# A painting and sealing question



## plugman (Jul 15, 2008)

I'm beginning to try out creating scale effects on my plugs. I'm using rattle cans and that may be part of the problem, Not sure. I'm having trouble getting an even application of paint. The paint seems to want to cling and puddle along the mesh as opposed to being evenly distributed over the areas between the mesh. Then, how long do you let the paint dry before removing the mesh?

I've always turned and thru drilled my plugs and dipped them in a 60/40 mix of hot valspar oil and linseed oil to seal the wood. Let them dry for a day or so, paint and then a final coat or two of Enviro-tex. The versitilty of using screws and carving the shape/profile of the plug has opened up a whole new world to me. After you get the plug shape you want, do you typically prime and then seal with a coat of epoxy before painting or do you prime, paint and then a final seal coat?


----------



## ThreeRiversEsox (Mar 27, 2008)

Plugman- I use rattle cans as well and love what I can do with them. I can tell you that it IS NOT part of the problem. I guess it all depends on what you are after, but I have been able to add scales onto my baits and subtle color changes with the cans. The biggest issues that I had to overcome were overspraying and even coverage, which can be solved easily. First off, you have to spray across the bait, with a sweeping motion. Cover the bait with a white primer base, and let it dry for 5 mins with a hair drier. I'll spray across my mesh and instantly remove it from the lure to let dry. If you are getting any type of puddling you're using too much paint.
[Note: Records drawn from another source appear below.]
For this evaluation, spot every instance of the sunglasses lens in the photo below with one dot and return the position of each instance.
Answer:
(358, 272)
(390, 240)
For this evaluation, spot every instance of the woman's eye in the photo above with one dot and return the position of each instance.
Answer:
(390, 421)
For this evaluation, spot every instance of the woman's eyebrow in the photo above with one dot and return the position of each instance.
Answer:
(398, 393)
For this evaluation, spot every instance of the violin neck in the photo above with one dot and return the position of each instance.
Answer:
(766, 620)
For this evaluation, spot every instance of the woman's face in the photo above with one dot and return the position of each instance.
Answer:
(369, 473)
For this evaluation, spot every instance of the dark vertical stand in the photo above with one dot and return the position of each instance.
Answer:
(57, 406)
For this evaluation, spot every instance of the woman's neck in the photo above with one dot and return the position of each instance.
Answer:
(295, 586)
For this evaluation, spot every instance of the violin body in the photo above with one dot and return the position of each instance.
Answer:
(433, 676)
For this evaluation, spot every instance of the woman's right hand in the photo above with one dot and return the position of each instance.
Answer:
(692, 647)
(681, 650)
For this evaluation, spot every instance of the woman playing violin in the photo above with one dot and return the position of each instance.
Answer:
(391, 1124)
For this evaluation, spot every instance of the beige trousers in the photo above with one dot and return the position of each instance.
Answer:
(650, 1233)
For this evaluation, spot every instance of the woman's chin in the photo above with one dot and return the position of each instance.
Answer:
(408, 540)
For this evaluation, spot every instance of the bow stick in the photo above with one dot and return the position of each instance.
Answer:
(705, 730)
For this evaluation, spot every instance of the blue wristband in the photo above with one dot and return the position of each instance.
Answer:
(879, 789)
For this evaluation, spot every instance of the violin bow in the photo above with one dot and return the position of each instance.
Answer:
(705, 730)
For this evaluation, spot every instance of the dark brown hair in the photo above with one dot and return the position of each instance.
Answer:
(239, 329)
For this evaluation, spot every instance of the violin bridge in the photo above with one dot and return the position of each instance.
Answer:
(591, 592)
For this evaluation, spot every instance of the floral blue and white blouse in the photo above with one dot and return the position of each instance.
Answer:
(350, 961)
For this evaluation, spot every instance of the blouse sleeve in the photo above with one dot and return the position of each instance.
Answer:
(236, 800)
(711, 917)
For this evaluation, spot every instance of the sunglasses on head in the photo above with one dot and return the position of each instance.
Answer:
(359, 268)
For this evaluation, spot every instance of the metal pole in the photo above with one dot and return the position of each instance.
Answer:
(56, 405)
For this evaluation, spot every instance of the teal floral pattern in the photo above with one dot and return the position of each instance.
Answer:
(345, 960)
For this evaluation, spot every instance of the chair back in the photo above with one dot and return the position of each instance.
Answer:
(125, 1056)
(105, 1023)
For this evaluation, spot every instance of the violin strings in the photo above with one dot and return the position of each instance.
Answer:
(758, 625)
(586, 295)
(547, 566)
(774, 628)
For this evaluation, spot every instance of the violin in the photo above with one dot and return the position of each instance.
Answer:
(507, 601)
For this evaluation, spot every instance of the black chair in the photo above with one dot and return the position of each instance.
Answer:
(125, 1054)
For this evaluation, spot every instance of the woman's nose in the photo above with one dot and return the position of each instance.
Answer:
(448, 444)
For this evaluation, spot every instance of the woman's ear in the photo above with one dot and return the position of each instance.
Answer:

If I get them the shape I want it usually goes seal until you get a good enough coat, let dry for a day. Spray wh base, colors, clear coat, then three layers of epoxy. To each their own, but I found that this works best for me. Try some different ways and you may find one you like better.


----------



## plugman (Jul 15, 2008)

3RE, thanks for the helpful suggestions. I'll keep whacking away at it and try to post a few pics in a day or two, after the epoxy dries.


----------